Leaving No Stone Unturned

Post-excavation work is long, varied, demanding, but ultimately rewarding. This is because the hours spent in the field are given shape and meaning by the identification and classificatation of finds  and organization of data.

One of our recent digs has presented us with a new challenge in the form of 2000+ stones collected on site. These need to be classified and recorded so that a sample of them can then be assessed by an expert.

This is a steep learning curve for some of us. Identifying material type can be difficult enough in itself, because we cannot carry out any of the normal tests that would damage the find and compromise the information we might glean from it. We then have to determine, shape, size (they’re the easy bits), and whether there are features such as facets, incisions or polishing that suggest human use.

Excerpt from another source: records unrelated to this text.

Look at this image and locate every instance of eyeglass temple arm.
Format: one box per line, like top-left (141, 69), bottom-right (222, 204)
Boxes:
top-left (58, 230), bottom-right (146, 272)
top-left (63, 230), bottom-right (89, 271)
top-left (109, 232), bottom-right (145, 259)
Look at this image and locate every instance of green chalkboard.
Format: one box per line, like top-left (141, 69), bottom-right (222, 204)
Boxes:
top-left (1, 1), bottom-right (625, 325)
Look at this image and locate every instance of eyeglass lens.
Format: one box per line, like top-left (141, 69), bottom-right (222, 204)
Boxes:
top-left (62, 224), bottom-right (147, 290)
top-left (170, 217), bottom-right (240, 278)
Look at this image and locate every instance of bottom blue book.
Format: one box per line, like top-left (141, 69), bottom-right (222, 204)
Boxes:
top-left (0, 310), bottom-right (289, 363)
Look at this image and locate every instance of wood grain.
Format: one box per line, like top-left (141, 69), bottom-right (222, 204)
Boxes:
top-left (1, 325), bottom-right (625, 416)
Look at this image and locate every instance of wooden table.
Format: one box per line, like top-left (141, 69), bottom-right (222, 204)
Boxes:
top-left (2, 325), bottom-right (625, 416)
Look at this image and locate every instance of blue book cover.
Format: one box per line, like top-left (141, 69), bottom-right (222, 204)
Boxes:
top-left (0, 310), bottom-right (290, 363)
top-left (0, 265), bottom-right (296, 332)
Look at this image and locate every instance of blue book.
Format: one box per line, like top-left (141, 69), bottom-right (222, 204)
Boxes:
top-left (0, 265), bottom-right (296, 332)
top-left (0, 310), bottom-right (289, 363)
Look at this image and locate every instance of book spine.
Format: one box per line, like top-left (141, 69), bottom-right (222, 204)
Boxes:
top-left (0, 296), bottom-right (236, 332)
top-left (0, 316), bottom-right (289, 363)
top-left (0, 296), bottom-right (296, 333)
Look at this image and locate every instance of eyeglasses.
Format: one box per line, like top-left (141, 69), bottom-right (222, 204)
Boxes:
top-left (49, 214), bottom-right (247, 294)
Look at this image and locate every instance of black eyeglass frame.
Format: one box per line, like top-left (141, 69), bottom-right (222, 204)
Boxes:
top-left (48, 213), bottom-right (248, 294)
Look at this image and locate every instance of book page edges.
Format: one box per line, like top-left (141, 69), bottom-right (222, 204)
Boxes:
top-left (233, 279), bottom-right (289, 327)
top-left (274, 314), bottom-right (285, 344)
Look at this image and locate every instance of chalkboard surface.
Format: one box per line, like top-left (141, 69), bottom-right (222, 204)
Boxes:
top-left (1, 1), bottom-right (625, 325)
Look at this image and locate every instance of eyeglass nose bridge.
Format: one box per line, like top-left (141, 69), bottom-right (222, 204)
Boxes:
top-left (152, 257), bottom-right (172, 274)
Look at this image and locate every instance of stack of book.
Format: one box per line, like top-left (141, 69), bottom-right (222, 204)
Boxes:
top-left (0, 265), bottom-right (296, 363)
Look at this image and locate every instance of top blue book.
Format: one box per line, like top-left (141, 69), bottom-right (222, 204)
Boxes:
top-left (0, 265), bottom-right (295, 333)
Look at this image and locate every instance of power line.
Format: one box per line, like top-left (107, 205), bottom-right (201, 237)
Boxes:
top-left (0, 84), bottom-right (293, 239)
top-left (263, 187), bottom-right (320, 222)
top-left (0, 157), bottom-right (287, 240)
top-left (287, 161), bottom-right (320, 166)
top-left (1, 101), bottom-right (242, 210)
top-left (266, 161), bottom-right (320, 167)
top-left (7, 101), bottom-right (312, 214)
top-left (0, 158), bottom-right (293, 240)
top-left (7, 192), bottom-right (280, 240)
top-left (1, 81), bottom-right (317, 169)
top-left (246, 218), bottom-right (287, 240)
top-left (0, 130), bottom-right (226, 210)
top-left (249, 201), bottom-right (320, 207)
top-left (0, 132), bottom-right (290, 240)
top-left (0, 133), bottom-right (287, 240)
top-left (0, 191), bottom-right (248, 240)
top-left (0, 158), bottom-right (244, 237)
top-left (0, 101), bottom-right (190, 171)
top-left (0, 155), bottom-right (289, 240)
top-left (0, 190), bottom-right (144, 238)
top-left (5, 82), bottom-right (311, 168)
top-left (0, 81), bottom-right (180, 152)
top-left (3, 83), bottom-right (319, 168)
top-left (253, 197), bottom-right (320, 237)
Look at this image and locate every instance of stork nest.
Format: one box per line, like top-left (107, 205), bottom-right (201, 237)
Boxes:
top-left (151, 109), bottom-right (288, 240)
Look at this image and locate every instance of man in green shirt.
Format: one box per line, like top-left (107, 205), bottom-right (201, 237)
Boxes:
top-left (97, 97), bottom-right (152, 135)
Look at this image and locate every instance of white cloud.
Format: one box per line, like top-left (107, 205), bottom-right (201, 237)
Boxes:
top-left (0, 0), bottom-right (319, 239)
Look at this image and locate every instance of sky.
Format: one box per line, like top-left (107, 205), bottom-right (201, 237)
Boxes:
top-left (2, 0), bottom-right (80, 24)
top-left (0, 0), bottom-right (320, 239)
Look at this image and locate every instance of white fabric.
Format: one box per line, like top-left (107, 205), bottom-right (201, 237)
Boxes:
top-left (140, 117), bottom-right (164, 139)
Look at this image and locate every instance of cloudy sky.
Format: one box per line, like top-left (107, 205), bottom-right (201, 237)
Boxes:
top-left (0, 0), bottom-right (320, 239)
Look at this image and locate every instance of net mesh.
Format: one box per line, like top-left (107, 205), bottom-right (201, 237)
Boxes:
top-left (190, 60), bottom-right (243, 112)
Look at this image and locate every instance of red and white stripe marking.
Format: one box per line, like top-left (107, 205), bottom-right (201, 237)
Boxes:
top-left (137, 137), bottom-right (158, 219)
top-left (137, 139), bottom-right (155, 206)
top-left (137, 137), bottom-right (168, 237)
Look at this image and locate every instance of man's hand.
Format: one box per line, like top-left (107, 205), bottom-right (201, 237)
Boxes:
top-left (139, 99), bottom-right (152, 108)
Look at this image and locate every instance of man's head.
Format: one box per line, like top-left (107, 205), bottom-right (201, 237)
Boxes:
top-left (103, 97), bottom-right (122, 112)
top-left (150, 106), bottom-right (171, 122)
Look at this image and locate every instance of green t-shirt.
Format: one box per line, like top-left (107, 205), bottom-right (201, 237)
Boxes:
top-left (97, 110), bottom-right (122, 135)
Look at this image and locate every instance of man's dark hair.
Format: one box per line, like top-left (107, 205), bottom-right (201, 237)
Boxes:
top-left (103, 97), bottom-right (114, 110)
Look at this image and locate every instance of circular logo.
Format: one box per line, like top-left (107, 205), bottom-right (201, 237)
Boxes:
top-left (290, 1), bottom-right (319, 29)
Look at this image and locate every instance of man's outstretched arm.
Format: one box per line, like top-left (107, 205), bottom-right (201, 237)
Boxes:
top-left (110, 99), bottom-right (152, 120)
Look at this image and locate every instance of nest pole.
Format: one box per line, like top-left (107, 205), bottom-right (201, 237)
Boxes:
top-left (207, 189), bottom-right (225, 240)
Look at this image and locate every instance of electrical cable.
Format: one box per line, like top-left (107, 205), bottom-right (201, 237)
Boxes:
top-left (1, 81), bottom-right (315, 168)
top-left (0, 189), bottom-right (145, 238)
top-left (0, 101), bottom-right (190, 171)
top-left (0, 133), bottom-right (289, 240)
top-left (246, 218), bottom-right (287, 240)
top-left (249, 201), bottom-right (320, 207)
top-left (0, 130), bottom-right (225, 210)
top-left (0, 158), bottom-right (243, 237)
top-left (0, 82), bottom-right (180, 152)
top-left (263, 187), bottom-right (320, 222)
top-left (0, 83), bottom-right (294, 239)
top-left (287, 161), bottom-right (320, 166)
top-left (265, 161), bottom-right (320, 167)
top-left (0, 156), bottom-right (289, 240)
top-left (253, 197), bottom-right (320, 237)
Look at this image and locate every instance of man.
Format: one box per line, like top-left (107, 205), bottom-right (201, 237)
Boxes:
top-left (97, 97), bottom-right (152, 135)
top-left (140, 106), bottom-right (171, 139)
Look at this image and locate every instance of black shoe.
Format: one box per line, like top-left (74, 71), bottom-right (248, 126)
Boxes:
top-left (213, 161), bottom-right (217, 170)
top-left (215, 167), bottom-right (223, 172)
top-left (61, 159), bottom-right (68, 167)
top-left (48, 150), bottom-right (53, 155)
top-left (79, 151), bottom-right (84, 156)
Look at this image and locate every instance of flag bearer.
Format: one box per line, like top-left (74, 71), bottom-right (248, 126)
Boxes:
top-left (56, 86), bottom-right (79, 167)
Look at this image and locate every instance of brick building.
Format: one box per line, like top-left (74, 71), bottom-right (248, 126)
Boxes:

Thankfully, it gets easier as we go on and learn what to look for. There is also a steadily growing sense of satisfaction in handling and recognizing objects that were used by people thousands of years ago; fitting a stone between your fingers in just the way it would have been held. In this way we are illuminating the work of the dig and making a tangible link with pre-history at the same time.

Probably not a stone-age sculpture, but it does look like a smiley face, doesn’t it? Or have we just been doing this for too long?

Each stone need to be identified for material type, so we have a sample table to help us.

Then there’s measuring and looking for features. We’re using someone’s garage for the purpose, hence the coats.

Maybe Chris has been overdoing it  today. Eat the cookie, Chris! It really did taste much nicer.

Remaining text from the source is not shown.